Public and Private Data
When searching for data, you also need to be informed about debates regarding public and private data. Not only do these debates influence the kinds of data you might be able to legally use in your visualizations, but they also raise deeper ethical issues about the extent to which anyone should be able to collect or circulate private information about individuals. This section offers our general observations on these debates, based primarily on our context in the United States. Since we are not lawyers (thank goodness!), please consult with legal experts for advice about your specific case if needed.
The first debate asks: To what extent should anyone be allowed to collect data about private individuals? Several critics of “big data” worry that governments are becoming more like a totalitarian “Big Brother” as they collect more data about individual citizens in the digital age. In the United States, concerns mounted in 2013 when whistleblower Edward Snowden disclosed how the National Security Agency conducted global surveillance using US citizen email and phone records provided by telecommunications companies. Shoshana Zuboff, a Harvard Business School professor and author of The Age of Surveillance Capitalism, warns of an equal threat posed by corporations that collect and commodify massive amounts of individually-identifiable data for profit.10 Due to the rise of digital commerce, powerful technology companies own data that you and others consider to be private:
- Google knows what words you typed into their search engine, as shown in aggregated form in Google Trends.
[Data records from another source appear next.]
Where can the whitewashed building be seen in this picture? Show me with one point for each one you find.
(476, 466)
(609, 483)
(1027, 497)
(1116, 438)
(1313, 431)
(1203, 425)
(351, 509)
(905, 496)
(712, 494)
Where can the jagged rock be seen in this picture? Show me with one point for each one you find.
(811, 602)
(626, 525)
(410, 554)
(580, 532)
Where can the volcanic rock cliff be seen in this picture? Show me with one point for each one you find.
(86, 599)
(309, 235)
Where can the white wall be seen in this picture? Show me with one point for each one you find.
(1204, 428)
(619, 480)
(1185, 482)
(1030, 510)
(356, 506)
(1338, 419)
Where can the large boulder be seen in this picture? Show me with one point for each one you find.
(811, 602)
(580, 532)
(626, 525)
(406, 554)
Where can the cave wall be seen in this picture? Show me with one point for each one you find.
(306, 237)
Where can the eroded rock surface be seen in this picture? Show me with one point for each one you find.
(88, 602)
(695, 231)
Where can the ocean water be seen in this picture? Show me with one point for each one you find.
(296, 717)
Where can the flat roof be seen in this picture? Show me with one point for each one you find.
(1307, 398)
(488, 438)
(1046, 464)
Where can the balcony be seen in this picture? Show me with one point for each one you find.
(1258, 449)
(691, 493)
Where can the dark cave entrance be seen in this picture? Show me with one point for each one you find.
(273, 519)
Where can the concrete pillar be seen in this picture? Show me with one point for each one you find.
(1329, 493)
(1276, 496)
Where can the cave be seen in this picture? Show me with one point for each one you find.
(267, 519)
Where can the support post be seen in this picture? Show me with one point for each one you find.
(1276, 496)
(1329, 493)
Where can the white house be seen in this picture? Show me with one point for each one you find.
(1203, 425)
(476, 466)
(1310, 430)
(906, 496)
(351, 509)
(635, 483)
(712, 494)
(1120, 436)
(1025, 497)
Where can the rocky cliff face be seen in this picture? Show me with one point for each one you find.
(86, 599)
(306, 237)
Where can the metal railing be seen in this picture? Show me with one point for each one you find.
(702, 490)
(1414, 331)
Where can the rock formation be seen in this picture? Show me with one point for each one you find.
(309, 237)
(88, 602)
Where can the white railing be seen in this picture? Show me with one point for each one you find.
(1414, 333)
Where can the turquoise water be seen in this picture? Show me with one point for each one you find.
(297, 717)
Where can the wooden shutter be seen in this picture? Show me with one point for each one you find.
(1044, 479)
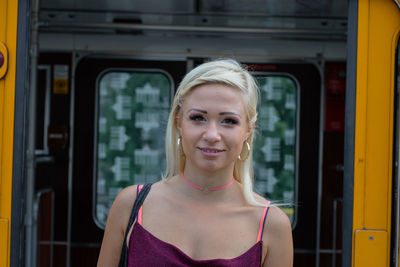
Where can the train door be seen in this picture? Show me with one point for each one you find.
(13, 84)
(98, 96)
(116, 109)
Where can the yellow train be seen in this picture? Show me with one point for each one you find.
(85, 86)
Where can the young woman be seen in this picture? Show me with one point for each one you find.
(204, 211)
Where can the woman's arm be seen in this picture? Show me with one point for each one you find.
(277, 238)
(117, 222)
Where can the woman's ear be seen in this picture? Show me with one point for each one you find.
(178, 124)
(250, 130)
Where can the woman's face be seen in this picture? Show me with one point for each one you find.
(213, 126)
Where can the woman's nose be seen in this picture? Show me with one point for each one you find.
(212, 133)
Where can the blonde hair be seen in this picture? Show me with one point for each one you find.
(227, 72)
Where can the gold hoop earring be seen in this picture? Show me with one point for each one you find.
(248, 153)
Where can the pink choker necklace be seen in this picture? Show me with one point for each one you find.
(210, 189)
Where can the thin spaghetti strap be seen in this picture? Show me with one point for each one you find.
(140, 212)
(262, 221)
Also, Google’s Chrome browser tracks your web activity through cookies, as described by Washington Post technology reporter Geoffrey Fowler.11
- Amazon eavesdrops and records your conversations around its Alexa home assistants, as Fowler also documents.12
- Facebook follows which friends and political causes you favor, and Fowler also reports how it tracks your off-Facebook activity, such as purchases made at other businesses, to improve its targeted advertising.13
Some point out that “big data” collected by large corporations can offer public benefits. For example, Apple shared its aggregated mobility data collected from iPhone users to help public health officials compare which populations stayed home rather than travel during the Covid pandemic. But others point out that corporations are largely setting their own terms for how they collect data and what they can do with it. Although California has begun to implement its Consumer Privacy Act in 2020, which promises to allow individuals the right to review and delete the data that companies collect about them, US state and federal government has not fully entered this policy arena. If you work with data that was collected from individuals by public or private organizations, learn about these controversies to help you make wise and ethical choices on what to include in your visualizations.
The second question is: When our government collects data, to what extent should it be publicly available? In the United States, the 1966 Freedom of Information Act and its subsequent amendments have sought to open access to information in the federal government, with the view that increased transparency would promote public scrutiny and pressure on officials to make positive changes. In addition, state governments operate under their own freedom of information laws, sometimes called “open records” or “sunshine laws.” When people say they’ve submitted a “FOI,” it means they’ve sent a written request to a government agency for information that they believe should be public under the law. But federal and state FOIA laws are complex, and courts have interpreted cases in different ways over time, as summarized in the Open Government Guide by the Reporters Committee for Freedom of the Press, and also by the National Freedom of Information Coalition. Sometimes government agencies quickly agree and comply with a FOI request, while other times they may delay or reject it, which may pressure the requester to attempt to resolve the issue through time-consuming litigation. Around the world, over 100 nations have their own version of freedom of information laws, with the oldest being Sweden’s 1766 Freedom of the Press Act, but these laws vary widely.
In most cases, individual-level data collected by US federal and state governments is considered private, except in cases where our governmental process has determined that a broader interest is served by making it public. To illustrate this distinction, let’s begin with two cases where US federal law protects the privacy of individual-level data:
Patient-level health data is generally protected under the Privacy Rule of the Health Insurance Portability and Accountability Act, commonly known as HIPAA. In order for public health officials to track broad trends about illness in the population, individual patient data must be aggregated into larger anonymized datasets in ways that protect specific people’s confidentiality.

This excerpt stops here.